Sorry to go off-topic, but the concept reminds me of a graph that my old statistics tutor showed me back during my degree. It was a regression analysis of the winning times of the fastest male (blue) and female (red) 100m sprinter in the Olympics.
Without worrying about the statistics behind what a regression analysis is, the graph predicts that in the year 2252 a woman should be able to win the 100m sprint in under 7 seconds. This is highly unlikely, and is a misuse of regression analysis.
Here’s a link to a blog post explaining it in more detail (the graph is in there too) if you are interested: https://towardsdatascience.com/will-a-woman-be-the-fastest-human-502be89e0060 -
Jane Kennedy answered on 22 Jun 2020:
Already lots of great definitions here of Moore’s Law which I don’t need to repeat. The side effect of this doubling of transistors is that computers and computer chips have also been getting twice as fast every two years. As others have said, we are reaching the limit of how much smaller transistors can get anymore, so since we can’t have more of those, computer scientists have been looking at other components (known as accelerators) that can be used alongside the main processor chip in order to make computers faster and more powerful. A common example is a GPU, which will often be found in gaming PCs and video game consoles to help with the graphics, which the processor would struggle with on it’s own. Other posters have mentioned quantum accelerators, which may be another option in future.

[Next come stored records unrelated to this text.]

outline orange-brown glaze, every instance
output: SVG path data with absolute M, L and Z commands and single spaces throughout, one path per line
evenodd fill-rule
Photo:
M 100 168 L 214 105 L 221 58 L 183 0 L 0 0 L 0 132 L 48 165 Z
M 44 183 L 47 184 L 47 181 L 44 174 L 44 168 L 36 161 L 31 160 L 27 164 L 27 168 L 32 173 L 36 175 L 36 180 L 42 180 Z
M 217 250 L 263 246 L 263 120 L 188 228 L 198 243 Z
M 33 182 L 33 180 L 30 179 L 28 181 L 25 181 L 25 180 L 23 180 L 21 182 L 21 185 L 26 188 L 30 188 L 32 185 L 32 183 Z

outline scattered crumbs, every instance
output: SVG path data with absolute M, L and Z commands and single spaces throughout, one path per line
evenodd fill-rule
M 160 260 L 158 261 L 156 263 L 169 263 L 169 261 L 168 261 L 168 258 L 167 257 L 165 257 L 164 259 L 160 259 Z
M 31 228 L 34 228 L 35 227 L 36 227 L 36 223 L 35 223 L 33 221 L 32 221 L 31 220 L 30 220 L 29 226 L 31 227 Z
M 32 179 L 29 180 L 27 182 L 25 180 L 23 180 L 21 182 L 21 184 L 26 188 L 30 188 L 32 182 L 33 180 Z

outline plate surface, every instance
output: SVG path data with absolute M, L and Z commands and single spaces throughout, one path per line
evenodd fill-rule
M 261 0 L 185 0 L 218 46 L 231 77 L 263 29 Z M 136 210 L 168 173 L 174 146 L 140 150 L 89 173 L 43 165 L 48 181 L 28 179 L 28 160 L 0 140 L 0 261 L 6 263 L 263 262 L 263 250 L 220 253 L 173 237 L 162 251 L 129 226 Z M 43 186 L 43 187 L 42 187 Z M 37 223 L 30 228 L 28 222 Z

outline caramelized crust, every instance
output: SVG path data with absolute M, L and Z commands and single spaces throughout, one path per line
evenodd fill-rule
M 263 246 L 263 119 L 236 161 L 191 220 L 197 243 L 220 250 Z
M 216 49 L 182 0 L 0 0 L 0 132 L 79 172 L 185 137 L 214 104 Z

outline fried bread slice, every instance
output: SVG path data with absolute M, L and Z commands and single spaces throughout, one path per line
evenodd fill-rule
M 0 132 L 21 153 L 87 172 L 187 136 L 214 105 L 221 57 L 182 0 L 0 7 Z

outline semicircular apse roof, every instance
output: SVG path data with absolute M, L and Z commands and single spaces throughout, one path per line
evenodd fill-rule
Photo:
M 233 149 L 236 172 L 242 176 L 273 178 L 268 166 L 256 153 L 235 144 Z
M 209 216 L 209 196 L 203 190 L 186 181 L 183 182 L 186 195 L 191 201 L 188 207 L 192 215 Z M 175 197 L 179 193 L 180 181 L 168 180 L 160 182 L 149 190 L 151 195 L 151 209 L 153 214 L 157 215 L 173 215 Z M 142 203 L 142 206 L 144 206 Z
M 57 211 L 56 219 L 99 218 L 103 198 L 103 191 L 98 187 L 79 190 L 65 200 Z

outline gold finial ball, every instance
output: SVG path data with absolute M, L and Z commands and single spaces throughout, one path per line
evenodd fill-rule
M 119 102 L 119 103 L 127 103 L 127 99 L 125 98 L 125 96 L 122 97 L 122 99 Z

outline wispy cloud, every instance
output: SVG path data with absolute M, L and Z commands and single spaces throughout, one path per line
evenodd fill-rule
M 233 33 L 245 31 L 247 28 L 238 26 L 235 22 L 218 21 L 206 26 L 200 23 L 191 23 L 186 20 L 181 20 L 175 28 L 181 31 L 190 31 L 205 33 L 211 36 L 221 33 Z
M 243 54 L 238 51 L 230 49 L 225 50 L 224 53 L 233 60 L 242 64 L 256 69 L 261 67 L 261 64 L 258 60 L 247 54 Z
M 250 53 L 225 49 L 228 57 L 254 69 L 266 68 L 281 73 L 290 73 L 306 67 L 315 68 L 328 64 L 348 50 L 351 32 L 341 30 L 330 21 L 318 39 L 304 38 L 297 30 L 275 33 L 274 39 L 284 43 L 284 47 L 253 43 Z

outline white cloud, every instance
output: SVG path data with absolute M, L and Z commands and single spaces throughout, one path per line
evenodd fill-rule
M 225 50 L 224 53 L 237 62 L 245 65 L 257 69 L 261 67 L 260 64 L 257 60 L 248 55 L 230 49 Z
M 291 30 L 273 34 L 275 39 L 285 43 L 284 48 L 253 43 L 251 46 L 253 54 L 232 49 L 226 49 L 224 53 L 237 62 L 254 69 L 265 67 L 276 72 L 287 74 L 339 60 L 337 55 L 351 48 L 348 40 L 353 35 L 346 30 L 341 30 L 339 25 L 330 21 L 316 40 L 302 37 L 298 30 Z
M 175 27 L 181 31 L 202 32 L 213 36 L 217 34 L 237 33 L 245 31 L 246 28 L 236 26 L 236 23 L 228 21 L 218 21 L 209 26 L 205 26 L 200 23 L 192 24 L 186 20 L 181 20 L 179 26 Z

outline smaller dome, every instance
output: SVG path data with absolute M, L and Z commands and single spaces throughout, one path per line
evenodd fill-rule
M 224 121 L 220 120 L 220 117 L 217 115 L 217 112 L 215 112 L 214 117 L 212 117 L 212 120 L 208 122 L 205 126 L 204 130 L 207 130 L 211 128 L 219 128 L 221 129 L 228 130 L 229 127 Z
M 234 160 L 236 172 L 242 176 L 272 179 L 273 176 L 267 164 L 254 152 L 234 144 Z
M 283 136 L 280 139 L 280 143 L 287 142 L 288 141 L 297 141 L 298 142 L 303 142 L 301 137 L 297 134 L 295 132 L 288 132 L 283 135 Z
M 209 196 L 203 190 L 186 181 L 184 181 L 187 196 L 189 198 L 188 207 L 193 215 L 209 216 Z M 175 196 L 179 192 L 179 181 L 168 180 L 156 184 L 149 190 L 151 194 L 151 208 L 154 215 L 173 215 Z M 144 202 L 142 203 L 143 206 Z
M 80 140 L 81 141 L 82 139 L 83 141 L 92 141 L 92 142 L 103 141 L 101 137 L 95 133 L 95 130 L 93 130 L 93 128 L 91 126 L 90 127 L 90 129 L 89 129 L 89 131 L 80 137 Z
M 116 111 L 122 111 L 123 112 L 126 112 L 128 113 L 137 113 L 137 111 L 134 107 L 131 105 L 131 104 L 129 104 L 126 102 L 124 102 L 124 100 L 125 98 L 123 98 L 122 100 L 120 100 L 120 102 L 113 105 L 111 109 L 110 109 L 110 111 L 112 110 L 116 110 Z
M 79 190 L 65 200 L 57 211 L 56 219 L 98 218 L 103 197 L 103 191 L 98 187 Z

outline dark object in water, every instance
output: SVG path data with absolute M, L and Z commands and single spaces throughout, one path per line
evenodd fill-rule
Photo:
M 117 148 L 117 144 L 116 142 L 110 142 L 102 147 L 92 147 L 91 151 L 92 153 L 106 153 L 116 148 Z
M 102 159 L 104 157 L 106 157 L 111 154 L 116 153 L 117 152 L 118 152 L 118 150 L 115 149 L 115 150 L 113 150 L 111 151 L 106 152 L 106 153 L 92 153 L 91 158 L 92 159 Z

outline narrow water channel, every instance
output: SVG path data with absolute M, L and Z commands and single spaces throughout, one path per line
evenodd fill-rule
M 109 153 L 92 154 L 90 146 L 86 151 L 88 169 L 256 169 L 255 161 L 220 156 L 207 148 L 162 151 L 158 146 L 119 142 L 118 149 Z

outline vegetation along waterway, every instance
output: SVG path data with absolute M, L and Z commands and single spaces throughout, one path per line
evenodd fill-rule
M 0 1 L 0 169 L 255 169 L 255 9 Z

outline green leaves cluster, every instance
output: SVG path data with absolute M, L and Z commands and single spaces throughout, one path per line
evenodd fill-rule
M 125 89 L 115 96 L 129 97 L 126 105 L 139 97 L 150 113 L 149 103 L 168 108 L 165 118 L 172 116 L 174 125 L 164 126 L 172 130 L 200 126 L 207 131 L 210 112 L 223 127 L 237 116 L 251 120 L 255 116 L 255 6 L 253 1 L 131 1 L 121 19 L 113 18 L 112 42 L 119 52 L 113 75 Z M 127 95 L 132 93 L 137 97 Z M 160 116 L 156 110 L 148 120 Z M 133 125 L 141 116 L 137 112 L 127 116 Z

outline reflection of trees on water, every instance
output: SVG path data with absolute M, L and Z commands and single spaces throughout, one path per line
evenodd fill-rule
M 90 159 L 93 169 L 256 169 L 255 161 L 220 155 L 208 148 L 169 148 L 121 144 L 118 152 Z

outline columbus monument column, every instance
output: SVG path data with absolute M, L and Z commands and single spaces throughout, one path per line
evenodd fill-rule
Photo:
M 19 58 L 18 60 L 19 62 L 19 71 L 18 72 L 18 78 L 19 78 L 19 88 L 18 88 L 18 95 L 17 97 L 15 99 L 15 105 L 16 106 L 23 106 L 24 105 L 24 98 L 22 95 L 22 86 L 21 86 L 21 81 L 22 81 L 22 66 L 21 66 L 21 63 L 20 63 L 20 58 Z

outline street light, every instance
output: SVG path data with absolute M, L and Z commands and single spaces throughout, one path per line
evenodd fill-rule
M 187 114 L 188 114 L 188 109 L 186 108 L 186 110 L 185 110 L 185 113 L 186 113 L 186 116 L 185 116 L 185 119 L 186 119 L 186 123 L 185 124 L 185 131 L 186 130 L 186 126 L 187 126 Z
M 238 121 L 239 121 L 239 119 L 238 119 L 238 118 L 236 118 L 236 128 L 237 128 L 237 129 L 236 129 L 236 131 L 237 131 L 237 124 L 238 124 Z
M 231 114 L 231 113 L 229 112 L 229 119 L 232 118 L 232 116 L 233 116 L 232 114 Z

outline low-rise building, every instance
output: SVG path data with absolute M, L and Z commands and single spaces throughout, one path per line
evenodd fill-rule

The thing about adding more components to a computer, is it makes them much more difficult to program. Even a program that already works will need changed to run on more specialised devices, which isn’t always easy or practical to do. On the other hand, if you have a super-powerful computer and only a small problem to solve with it, there’s not much benefit to having all that compute power. So even if it’s possible to make computers faster, it may not be something that’s very useful if we lack both the problems, and the people with the skills to make them work.
This question is very timely, as the Top500 list of the fastest computers in the world was decided this week! Number one is a new Japanese supercomputer called Fugaku, it has a massive 7.3 million computer cores (my PC here has 4) and was measured doing more than 400 MILLION BILLION sums per second. See the full list here: https://www.top500.org/lists/top500/2020/06/
The website has lots of interesting stats, there is this diagram that shows Moore’s Law vs actual performance for the fastest computers in the world on the bottom of this page: https://www.top500.org/statistics/perf-devel/
You can see that even though Moore’s law isn’t a true law, total and average performance for all the top 500 has actually followed what you would excpect, up until about 2015 when performance has started to flatten-off and dip below the Moore’s law projection.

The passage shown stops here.